2の付記 「それであるところのもの」とイデア

 受講生のお一人から「『パイドロス』に、プラタナスπλάτανοςの木陰でソクラテスとパイドロスが対話するシーンがあるが、プラタナスはプラトンの名から来ているのでは?」との質問が出ました。プラタナスの語源は、ギリシア語のπλατύς(プラトゥス:幅広い、広々とした、広く散らばった、肩幅の広い)に由来し、大きな葉の意味から来ているそうです。ディオゲネス・ラエルティオスによれば、プラトンの本名は祖父の名由来のアリストクレスであり、「プラトン」はあだ名であって由来は諸説あるが、一つは「額が広い」ことから来ている(ディオゲネス・ラエルティオス『ギリシア哲学者列伝(上)』(加来彰俊訳、岩波文庫、252ページ)そうで、ご推察通り、プラトンとプラタナスは共通の根っこを持っていますね。

 「『国家』を読んでいて、ソクラテスは随分と人間臭い人だと感じている。善と悪が薄い一枚の裏表になっているような、そんな人なのではないか」とある受講生が、ニーチェを思わせるソクラテス観を披露してくれました。ニーチェは、ソクラテスのことを「怪物」と表現しています(たぶん、『人間的な、あまりにも人間的な』)。

 前回は、模倣(真似)のことで大きく盛り上がった感があります。「本当のオリジナルって、ないのではないかな。芸術は何らかの形で、それまでの人たちの模倣と言ってよいのでは」。「模倣と剽窃の違いを認識することが大事ではないか。歌舞伎などは、型に近づこうと型の持ち主の模倣から入る」。「それであるところのもの、とは何なのでしょうか。料理をレシピで作るとします。レシピを真似して出来上がったとき、それは、それであるところのもの、なのでしょうか」「レシピの真似は剽窃、のほうじゃないか」「日本は真似によって経済的繁栄を遂げてきたが、いまや行き詰まりを見せている。未来に向けた、新しい政治や経済の型を創造することが、いまや求められているのではないか」。

 さて、議論のあった「それであるところのもの」とは、プラトンのイデアに通じる究極の「型」なのではないでしょうか。レシピにからめて、ここでは、話題の旭酒造の酒「獺祭」を例にとりましょう。

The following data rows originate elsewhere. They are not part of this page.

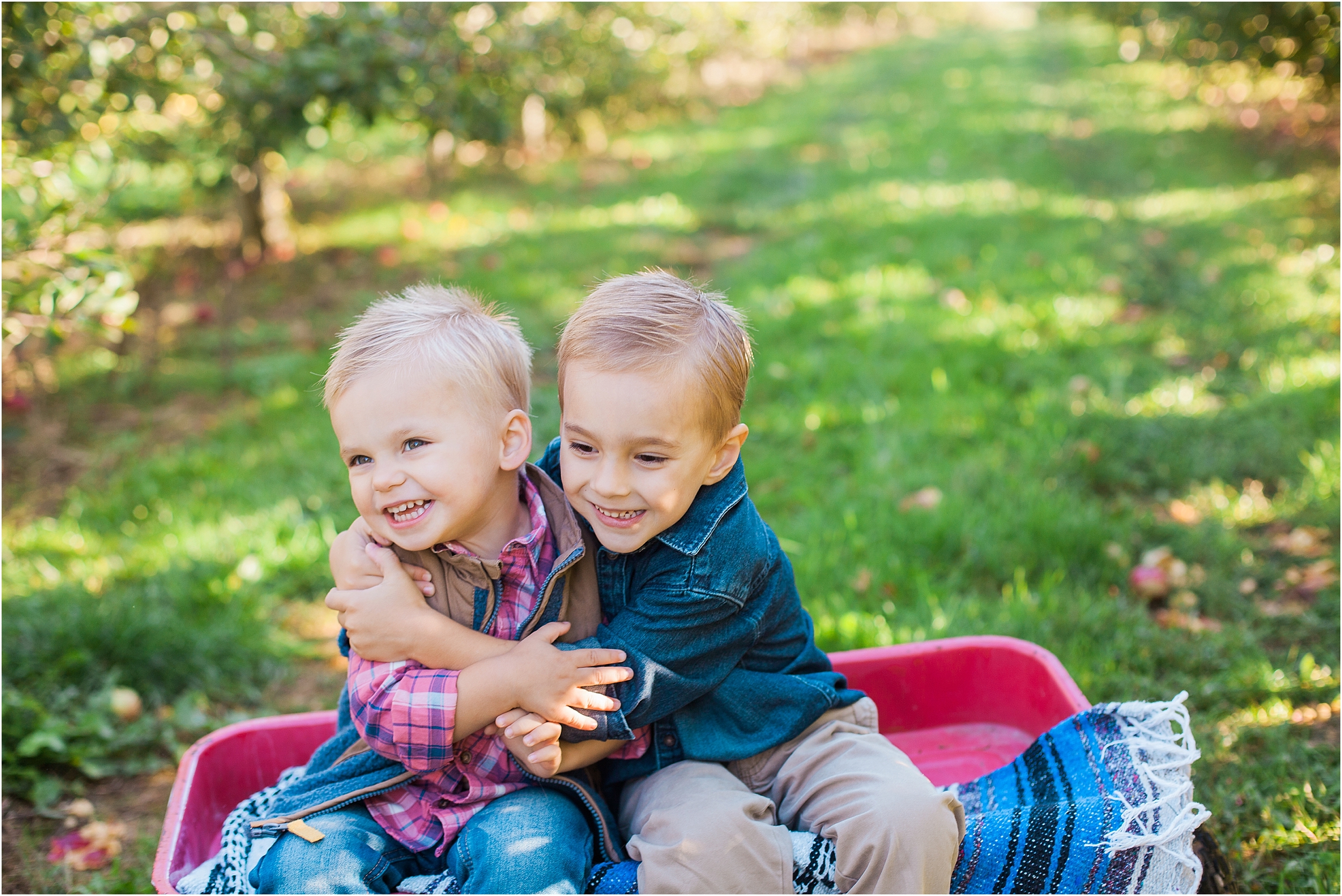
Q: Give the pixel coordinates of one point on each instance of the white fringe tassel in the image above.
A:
(1166, 820)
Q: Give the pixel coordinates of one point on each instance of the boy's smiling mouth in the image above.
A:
(619, 518)
(409, 512)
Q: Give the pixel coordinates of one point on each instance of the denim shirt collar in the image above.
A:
(713, 502)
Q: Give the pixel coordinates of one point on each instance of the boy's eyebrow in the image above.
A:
(640, 440)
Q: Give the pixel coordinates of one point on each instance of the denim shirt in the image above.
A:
(724, 657)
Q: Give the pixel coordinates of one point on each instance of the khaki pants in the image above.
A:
(708, 828)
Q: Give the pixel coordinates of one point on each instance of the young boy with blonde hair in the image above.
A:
(752, 731)
(428, 397)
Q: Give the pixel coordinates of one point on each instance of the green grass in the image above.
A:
(946, 287)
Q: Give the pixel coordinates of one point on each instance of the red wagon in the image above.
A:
(959, 707)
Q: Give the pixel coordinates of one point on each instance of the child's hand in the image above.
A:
(355, 569)
(552, 683)
(380, 620)
(532, 741)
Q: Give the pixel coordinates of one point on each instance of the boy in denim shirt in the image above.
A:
(753, 734)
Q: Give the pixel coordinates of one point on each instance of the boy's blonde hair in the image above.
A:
(655, 321)
(446, 330)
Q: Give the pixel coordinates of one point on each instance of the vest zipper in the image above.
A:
(608, 846)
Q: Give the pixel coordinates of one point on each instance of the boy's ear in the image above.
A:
(728, 453)
(516, 442)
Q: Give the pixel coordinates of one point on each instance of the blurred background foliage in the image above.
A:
(1037, 292)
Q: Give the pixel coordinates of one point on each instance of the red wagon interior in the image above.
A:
(959, 707)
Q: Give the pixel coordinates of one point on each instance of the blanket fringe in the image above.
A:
(1163, 760)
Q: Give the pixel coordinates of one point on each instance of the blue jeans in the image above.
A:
(529, 841)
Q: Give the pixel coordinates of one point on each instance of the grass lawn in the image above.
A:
(1003, 266)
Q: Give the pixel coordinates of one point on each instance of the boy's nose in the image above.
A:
(388, 478)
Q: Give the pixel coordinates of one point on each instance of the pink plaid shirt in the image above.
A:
(407, 712)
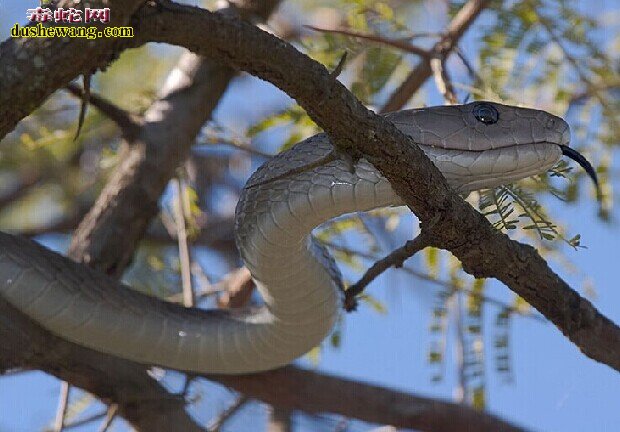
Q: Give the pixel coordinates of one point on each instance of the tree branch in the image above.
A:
(395, 259)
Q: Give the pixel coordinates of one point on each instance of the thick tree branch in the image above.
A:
(34, 68)
(141, 401)
(450, 222)
(395, 259)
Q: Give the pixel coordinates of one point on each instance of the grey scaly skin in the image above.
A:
(475, 146)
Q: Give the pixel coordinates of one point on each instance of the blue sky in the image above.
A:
(555, 387)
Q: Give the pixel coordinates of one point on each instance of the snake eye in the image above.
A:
(486, 113)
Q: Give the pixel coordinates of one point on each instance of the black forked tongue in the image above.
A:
(585, 164)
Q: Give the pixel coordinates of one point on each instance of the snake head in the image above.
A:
(480, 126)
(484, 144)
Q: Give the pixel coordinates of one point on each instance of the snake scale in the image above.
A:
(477, 145)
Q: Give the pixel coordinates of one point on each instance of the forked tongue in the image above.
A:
(585, 164)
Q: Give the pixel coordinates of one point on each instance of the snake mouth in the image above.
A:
(584, 163)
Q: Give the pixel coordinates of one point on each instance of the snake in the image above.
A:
(475, 146)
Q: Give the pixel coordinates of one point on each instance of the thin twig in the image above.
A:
(61, 411)
(184, 254)
(442, 79)
(395, 259)
(234, 143)
(85, 420)
(461, 389)
(401, 44)
(218, 422)
(128, 123)
(418, 76)
(109, 418)
(444, 284)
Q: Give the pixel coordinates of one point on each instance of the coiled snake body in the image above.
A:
(477, 145)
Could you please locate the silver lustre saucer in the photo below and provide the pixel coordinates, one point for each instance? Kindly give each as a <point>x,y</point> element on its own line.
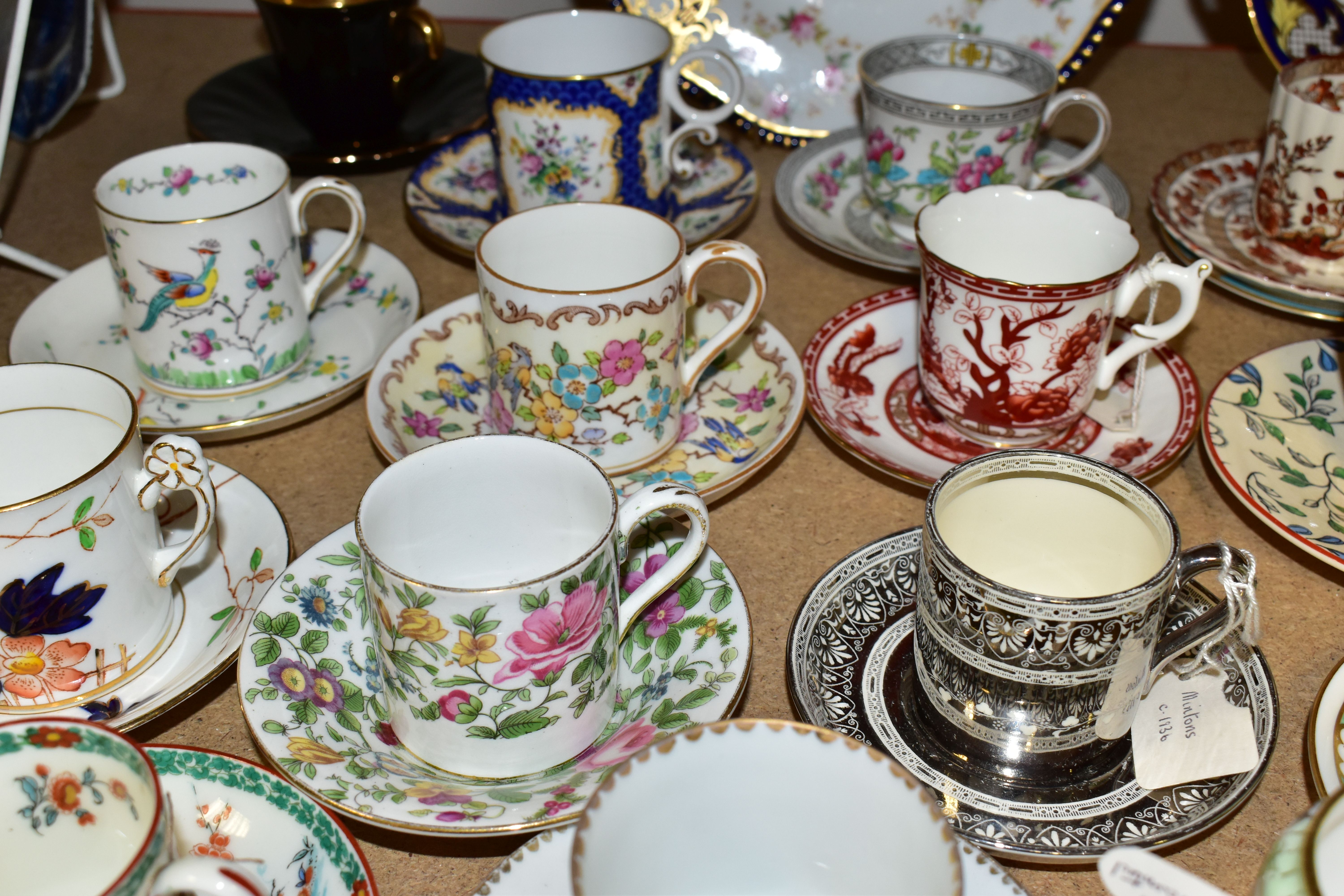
<point>851,668</point>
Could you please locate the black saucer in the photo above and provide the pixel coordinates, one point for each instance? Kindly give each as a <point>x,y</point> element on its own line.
<point>245,105</point>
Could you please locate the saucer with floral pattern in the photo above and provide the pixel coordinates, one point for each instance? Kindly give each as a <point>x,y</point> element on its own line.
<point>345,754</point>
<point>79,320</point>
<point>432,385</point>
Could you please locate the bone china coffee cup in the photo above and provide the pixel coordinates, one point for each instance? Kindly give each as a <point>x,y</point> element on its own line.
<point>87,605</point>
<point>204,242</point>
<point>83,815</point>
<point>1045,581</point>
<point>525,539</point>
<point>581,105</point>
<point>1018,296</point>
<point>952,113</point>
<point>584,308</point>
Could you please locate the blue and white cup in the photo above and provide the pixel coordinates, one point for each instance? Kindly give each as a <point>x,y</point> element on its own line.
<point>581,109</point>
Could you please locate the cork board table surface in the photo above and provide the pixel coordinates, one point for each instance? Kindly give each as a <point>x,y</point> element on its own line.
<point>814,504</point>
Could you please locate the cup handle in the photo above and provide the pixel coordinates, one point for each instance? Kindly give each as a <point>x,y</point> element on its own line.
<point>299,201</point>
<point>204,877</point>
<point>662,496</point>
<point>177,464</point>
<point>722,250</point>
<point>429,29</point>
<point>1049,174</point>
<point>1189,280</point>
<point>698,121</point>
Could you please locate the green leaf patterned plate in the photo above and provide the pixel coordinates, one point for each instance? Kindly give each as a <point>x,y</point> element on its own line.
<point>346,756</point>
<point>1271,431</point>
<point>431,386</point>
<point>229,808</point>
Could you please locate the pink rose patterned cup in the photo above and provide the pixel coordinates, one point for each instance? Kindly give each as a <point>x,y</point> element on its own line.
<point>1018,296</point>
<point>526,539</point>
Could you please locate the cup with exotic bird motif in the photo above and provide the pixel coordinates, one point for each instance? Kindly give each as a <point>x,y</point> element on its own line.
<point>584,308</point>
<point>494,563</point>
<point>88,601</point>
<point>204,242</point>
<point>1018,297</point>
<point>950,113</point>
<point>84,813</point>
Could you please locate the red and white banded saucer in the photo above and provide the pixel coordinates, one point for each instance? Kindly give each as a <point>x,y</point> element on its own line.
<point>864,389</point>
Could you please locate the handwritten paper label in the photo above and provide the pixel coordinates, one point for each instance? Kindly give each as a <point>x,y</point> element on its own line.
<point>1128,871</point>
<point>1187,731</point>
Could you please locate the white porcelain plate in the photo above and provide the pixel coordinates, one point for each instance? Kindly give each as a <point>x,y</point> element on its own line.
<point>347,757</point>
<point>864,388</point>
<point>77,320</point>
<point>432,385</point>
<point>229,808</point>
<point>799,60</point>
<point>821,190</point>
<point>1271,428</point>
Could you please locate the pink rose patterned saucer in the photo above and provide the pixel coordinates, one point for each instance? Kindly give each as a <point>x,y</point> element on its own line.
<point>1206,201</point>
<point>311,688</point>
<point>864,389</point>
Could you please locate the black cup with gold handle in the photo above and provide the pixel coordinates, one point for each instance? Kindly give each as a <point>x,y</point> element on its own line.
<point>347,68</point>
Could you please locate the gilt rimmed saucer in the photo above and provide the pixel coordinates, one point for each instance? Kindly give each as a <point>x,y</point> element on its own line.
<point>452,198</point>
<point>218,589</point>
<point>431,386</point>
<point>347,758</point>
<point>864,389</point>
<point>1271,432</point>
<point>1206,199</point>
<point>851,668</point>
<point>541,867</point>
<point>79,320</point>
<point>233,809</point>
<point>821,191</point>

 経営が傾いて杜氏に見限られた山口県のこの酒蔵は、杜氏と蔵人による伝統的な酒造りをあきらめ、「社員だけの酒造り」という新しい発想の日本酒造りに挑戦しました。杜氏の感によって行われてきた醪(もろみ)を圧縮濾過して清酒と清酒粕に分離する作業に遠心分離機を導入し、さらに香りを逃がさないために冷温瓶方式も導入、明確な温度管理によって高度の機械化を実現したのです。

 手作業も大切にはしていますが、経験と勘に支えられてきた酒造りのレシピを、機械技術によるステップに置き換え、味のぶれない均質な人気商品を生み出すことに成功しています。旭酒造社長が抱いた「だれもが感じるおいしい酒」のイメージ、すなわち、イデアが、機械を動かすある種の「情報列」として現実化されたといってよいでしょう。
 
 AGTCの四つの記号からなる情報列DNAによって「存在化」され、コピー(複製)によって増殖する私たち人間は、どうなのでしょうか。情報列DNAは、人間作りのレシピ、すなわち人間を現実化する一つのイデアである、と言えることになりますか?